Benefits competitiveness follows a normal distribution. When you plot tens of thousands of employer plans against each other, a bell curve emerges, and every employer lands somewhere on it.

Mployer rates plans across five tiers:

  • Top Benefits — An elite package surpassing industry standards. Strong retention and recruitment tool, though likely at a higher cost to the employer.
  • Market Leading — Materially above market. Demonstrates a meaningful commitment to employee well-being.
  • Market Competitive — Solid, in line with industry norms. Balances employee needs with cost.
  • Below Market — Modest compared to peers. May create headwinds in recruiting.
  • Market Laggard — Below industry norms. Employers here will face measurable challenges retaining and attracting talent.

Like any bell curve, employers are distributed across all five tiers — from those offering standout packages to those with room to grow. The question isn’t which tier you hope you’re in. It’s which tier you’re actually in.

Our Plan Evaluation Methodology

Mployer aggregates employer investment and scores across four pillars of your benefits package, combining them into an overall rating benchmarked against your custom cohort.

Medical — Your largest cost driver.

Monthly premium (single and family), employer contribution percentage, deductible (single and family), maximum out-of-pocket, HSA/HRA employer contribution, plan type mix (PPO, HDHP, HMO, POS), and funding structure (fully insured, level-funded, or self-funded).

Ancillary — The supporting benefits employees notice more than employers think.

Dental offer rate and employer contribution percentage, vision offer rate and contribution, life insurance as a multiple of salary, short-term disability percentage of salary and maximum weekly benefit, and long-term disability percentage of salary and maximum monthly benefit.

Leave — Increasingly a deciding factor for candidates.

Total vacation days by tenure, paid sick days, paid holidays, parental leave (birth and non-birth parent), paid family leave, and flexible or remote work availability.

Retirement — A long-term signal of how much you invest in your people.

401(k) offer rate, employer match percentage, vesting schedule, auto-enrollment, and auto-escalation features.

Each data point is measured against employers who look like you.

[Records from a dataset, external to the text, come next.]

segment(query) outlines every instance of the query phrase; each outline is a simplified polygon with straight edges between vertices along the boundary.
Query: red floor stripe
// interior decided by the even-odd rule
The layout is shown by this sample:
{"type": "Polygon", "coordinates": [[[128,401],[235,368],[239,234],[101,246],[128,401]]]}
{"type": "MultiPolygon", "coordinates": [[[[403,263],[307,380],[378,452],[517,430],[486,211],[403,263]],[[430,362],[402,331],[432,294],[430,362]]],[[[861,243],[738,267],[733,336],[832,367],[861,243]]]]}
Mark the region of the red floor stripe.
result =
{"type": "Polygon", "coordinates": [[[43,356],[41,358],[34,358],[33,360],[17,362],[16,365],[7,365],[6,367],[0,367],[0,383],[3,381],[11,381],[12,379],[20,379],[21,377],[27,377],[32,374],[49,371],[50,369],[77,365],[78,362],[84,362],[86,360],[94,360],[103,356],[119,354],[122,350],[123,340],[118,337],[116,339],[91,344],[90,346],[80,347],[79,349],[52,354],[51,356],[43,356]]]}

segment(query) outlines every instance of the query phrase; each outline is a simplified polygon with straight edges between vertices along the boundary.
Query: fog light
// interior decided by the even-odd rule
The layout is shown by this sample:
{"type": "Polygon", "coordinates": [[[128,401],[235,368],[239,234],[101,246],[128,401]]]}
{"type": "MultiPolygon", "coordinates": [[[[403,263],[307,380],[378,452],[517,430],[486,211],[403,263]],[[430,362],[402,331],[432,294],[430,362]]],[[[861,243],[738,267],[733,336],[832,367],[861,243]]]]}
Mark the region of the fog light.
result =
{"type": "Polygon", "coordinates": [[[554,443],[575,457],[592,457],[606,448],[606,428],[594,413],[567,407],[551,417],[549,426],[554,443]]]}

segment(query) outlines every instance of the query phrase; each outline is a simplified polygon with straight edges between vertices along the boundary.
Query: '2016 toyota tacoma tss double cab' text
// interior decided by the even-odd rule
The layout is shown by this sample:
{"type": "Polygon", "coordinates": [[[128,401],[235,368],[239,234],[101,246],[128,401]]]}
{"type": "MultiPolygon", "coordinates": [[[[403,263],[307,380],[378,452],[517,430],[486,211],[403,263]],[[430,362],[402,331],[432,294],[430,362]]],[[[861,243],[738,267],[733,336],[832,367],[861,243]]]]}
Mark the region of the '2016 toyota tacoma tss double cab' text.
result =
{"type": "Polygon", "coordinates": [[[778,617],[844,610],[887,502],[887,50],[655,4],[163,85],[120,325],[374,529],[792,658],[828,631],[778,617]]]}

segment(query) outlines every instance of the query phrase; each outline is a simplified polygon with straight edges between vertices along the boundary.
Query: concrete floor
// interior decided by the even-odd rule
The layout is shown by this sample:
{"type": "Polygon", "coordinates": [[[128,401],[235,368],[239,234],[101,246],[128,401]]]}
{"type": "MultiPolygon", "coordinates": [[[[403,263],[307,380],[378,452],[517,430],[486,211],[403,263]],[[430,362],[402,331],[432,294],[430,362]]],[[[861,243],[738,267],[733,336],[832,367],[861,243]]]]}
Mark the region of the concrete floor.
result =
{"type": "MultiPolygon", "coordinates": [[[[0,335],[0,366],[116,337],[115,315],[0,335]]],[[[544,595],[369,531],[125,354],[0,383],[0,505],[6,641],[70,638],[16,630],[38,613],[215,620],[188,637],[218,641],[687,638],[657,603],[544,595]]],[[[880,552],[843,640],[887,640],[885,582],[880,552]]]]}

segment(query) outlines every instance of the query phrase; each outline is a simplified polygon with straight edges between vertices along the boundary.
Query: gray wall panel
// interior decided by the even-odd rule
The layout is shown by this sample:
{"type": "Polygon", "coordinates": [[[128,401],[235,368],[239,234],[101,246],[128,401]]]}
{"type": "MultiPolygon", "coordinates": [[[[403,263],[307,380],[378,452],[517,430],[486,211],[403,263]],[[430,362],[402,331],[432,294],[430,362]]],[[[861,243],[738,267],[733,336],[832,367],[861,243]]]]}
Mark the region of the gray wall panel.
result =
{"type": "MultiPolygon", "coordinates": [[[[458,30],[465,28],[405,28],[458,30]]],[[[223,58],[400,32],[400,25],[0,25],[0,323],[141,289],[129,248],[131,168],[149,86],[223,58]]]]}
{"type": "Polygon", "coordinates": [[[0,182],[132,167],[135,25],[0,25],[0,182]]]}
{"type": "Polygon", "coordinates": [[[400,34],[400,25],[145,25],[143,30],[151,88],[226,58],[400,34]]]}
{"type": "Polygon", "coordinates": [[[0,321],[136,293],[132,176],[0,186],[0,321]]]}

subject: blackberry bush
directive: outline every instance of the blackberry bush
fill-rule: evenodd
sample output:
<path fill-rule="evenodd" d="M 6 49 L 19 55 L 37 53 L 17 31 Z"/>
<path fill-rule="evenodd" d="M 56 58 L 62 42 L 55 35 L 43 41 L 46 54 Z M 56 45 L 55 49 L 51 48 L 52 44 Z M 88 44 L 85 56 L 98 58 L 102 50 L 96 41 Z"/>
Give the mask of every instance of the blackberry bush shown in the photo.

A PPO deductible that’s competitive for a technology company on the West Coast may be below market for a manufacturing company in the Midwest. Context is everything. National averages erase it.

Your Employees Are Watching

More than half of employees (57%) say they would leave their current job for one with better benefits. Nearly one in three say they would accept lower pay in exchange for a richer benefits package. These aren’t survey artifacts — they show up in time-to-fill metrics, turnover rates, and exit interview data.

Benefits aren’t soft. The cost of a mis-positioned benefits package shows up on your income statement — in recruiting fees, onboarding time, and lost productivity. It just rarely gets traced back to the source.

Know Where You Stand. Put It to Work.

Thousands of employers — from growing mid-size companies to large national organizations — use Mployer to rate their benefits package and understand exactly where they stand. The rating is free, covers all four pillars, and is built against a cohort matched to your industry, region, and size.

Employers who receive a Market Competitive, Market Leading, or Top Benefits rating gain access to a suite of ready-to-use recognition materials: offer letter language, employee-facing benefits guides, social media assets, and digital badges for careers pages and job postings. Independent validation of your benefits quality is a recruiting signal that most employers don’t have — and the data shows what happens when they use it: 9x more candidates when the rating is included in job postings, 25% faster time-to-fill, and 15% lower voluntary turnover.

Employers with room to improve get something equally valuable: a precise, pillar-by-pillar picture of what’s affecting their score and where a targeted investment would move the needle most.

Either way, you leave knowing something most employers don’t: exactly where you stand.

Sources

U.S. Bureau of Labor Statistics, Employer Costs for Employee Compensation, December 2025.

Mployer 2025 and 2026 Employee Benefit Plan Design Study, covering 50,000+ employer plans.